Tree Climbing; The Psychic Method

15 04 2012

I have about 5 unfinished drafts sitting in the drafts section, mostly relating to this one thing that seems worth sharing but that I can’t figure out how to talk about. I want to keep it short and simple but it keeps getting long and inscrutable. Trying again…

Something new and strange and pretty great has happened. I can’t tell if it’s a side effect of aikido, a by-product of drawing, or a sign of growing up. It’s probably all three. Here’s what it is: I find I can look at a high, far-off place, like a treetop, and have the experience of being there.

I relate this to aikido because part of our practice is extending energy, usually to make a non-physical connection to our training partner. The martial application is about taking initiative in the encounter, reading the attacker’s intent, responding with the appropriate timing, etc. I’ve gotten more interested in the energy aspect of aikido, for reasons I won’t go into right now (that’s another languishing unfinished draft). Suffice to say I’ve been practicing extending my awareness, trying to sense my surroundings on all sides, and trying to make a sensory connection across empty space. Much like what’s been happening with the treetops.

I keep referring to treetops because that’s where I can most readily do this,* for reasons which I believe have to do with drawing. Or rather, thinking about drawing, which really amounts to simple observation. I’ve been studying the trees and shrubs every time I walk the dog, in anticipation of scenes in my next webcomic on a crazy forest planet. I’ve arrived at this strange sense of a relativistic point of view. In my quasi-educated terms, nature is a series of fractals. The same shapes and patterns recur constantly at different scales. The five foot bush next to me is composed of the same materials and the same basic forms as the 70 foot tree across the creek.

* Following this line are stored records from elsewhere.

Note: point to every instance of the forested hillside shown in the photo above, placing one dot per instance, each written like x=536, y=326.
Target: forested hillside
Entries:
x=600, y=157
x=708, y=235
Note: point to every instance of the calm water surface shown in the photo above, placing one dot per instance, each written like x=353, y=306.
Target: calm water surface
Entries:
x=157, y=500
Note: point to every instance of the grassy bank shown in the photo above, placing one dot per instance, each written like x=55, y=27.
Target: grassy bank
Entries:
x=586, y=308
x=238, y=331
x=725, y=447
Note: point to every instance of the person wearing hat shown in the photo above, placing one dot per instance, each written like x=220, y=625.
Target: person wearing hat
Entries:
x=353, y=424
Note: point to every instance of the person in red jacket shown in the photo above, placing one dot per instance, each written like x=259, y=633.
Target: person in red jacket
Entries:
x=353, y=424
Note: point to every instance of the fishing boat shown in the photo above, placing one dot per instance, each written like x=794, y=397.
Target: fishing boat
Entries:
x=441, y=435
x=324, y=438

I’m not at the top of that tree, but the top of this bush is the same thing, in a different frame of reference.

I said at the beginning that I have the experience of being high in the tree I am looking at. To clarify, I don’t literally hallucinate the view from the treetop. What I do get is a sense of expansive connection to the landscape, the same sensation I get from actually being in a high place and taking in the view. For many years, as a kid and a young adult, every time I looked at a high place– tree, mountain, roof, even clouds– I wanted to be up there. I’ve climbed a lot of trees and mountains, and a handful of rooftops. I was even lucky enough to climb a 21,000 foot mountain in Nepal, which is as close to walking on clouds as one is likely to get in real life. Climbing and hiking, interacting with nature, always felt much more rewarding than just gazing at stuff. But it’s still not oneness with nature, which I think is what I’ve always really craved when looking at those high places. Now, when I look at the treetops, I don’t feel that longing. I feel deep satisfaction, as if the desire for oneness has been realized. It hasn’t– I’m no enlightened monk or anything. I think it’s just maturity. I think I’ve just had enough life experience to shift that romantic yearning into an appreciation of what is real and accessible.

So it turns out growing up is pretty cool.

*I’ve tried the same thing with distant hillsides, the ocean, and the moon. Results inconclusive.